Nonostante l'accelerazione degli ultimi anni, molte aree protette spagnole restano ancora senza piano. Ce l'hanno 10 parchi nazionali su 14, nonché la metà di quelli naturali (che in tutto sono circa 160) e delle riserve. Quanto al personale, quello dei parchi nazionali conta 1.288 persone compresi i collaboratori esterni, vale a dire circa 100 a parco (ma Doñana da solo ne ha 234) oppure una persona ogni 255 ettari. Nel complesso dei parchi naturali lavorano invece 2.795 persone, con media assai più bassa di 23 unità a parco. Gli investimenti a favore dei parchi nazionali nel 2006 sono stati pari a 24 milioni di euro, in forte calo rispetto agli anni precedenti. Ai parchi naturali sono andati invece 103 milioni di euro (dati 2005 relativi a 108 parchi), ben 37 dei quali erogati dalla giunta dell'Andalusia.

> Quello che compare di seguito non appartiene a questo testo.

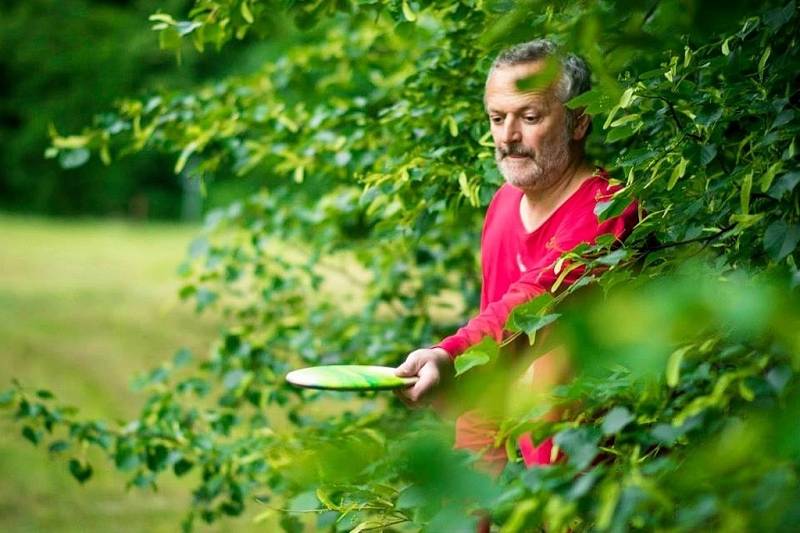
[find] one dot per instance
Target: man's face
(529, 128)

È proprio la Regione autonoma con capoluogo Siviglia a rivestire il ruolo più dinamico, davanti alla Catalogna. Attualmente la RENPA, Red de Espacios Naturales Protegidos de Andalucia, è la più ampia dell'intera Unione europea con 153 aree protette in base alle legislazioni nazionali e regionali, più 86 siti individuati in base a normative internazionali. Un milione e settecentomila ettari (la metà di tutte le aree protette italiane) sono protetti da parchi e riserve "regionali" che rappresentano il 18,8 % della superficie totale.

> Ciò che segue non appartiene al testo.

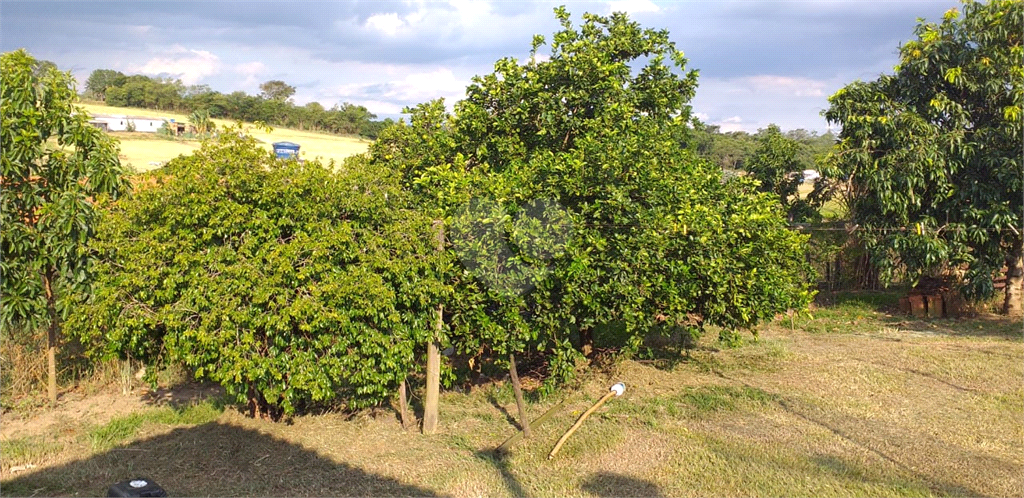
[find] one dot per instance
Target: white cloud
(187, 65)
(251, 72)
(633, 6)
(785, 85)
(410, 89)
(387, 24)
(728, 125)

Tale abbondanza di numeri, naturalmente, oltre alla passione e al lavoro di tanti professionisti, nasconde l'essenza stessa del sistema spagnolo di aree protette. Un eccezionale concentrato di natura come pochissimi altri Stati della vecchia Europa possono ormai vantare. Dai profili vulcanici delle isole Canarie ai solenni scenari pirenaici di Ordesa, agli stagni salmastri delle Aiguamolls de l'Empordà e del Delta dell'Ebro in riva al Mediterraneo, i parchi rappresentano il più straordinario catalogo del paesaggio nazionale. Quanto a biodiversità, poi, non sono secondi a nessuno. Ai turisti con binocolo e macchina fotografica i pieghevoli dei parchi possono promettere lupi e orsi, linci pardine, avvoltoi a migliaia (con tutte e quattro le specie europee: gipeto, monaco, grifone e capovaccaio), aquile reali e imperiali e in più la rara Bonelli, lucertole ocellate e genette, gobbi rugginosi che si alimentano negli stagni, endemismi vegetali multicolori, leccete buie e steppe a perdita d'occhio, e bianconi e nibbi talvolta numerosi come fossero cornacchie. E poi ghiandaie marine, occhioni, galline prataiole e otarde, gruccioni, strillozzi, grillai: tutte quelle specie ornitiche, cioè, che la trasformazione delle campagne sta facendo scomparire dal resto del continente.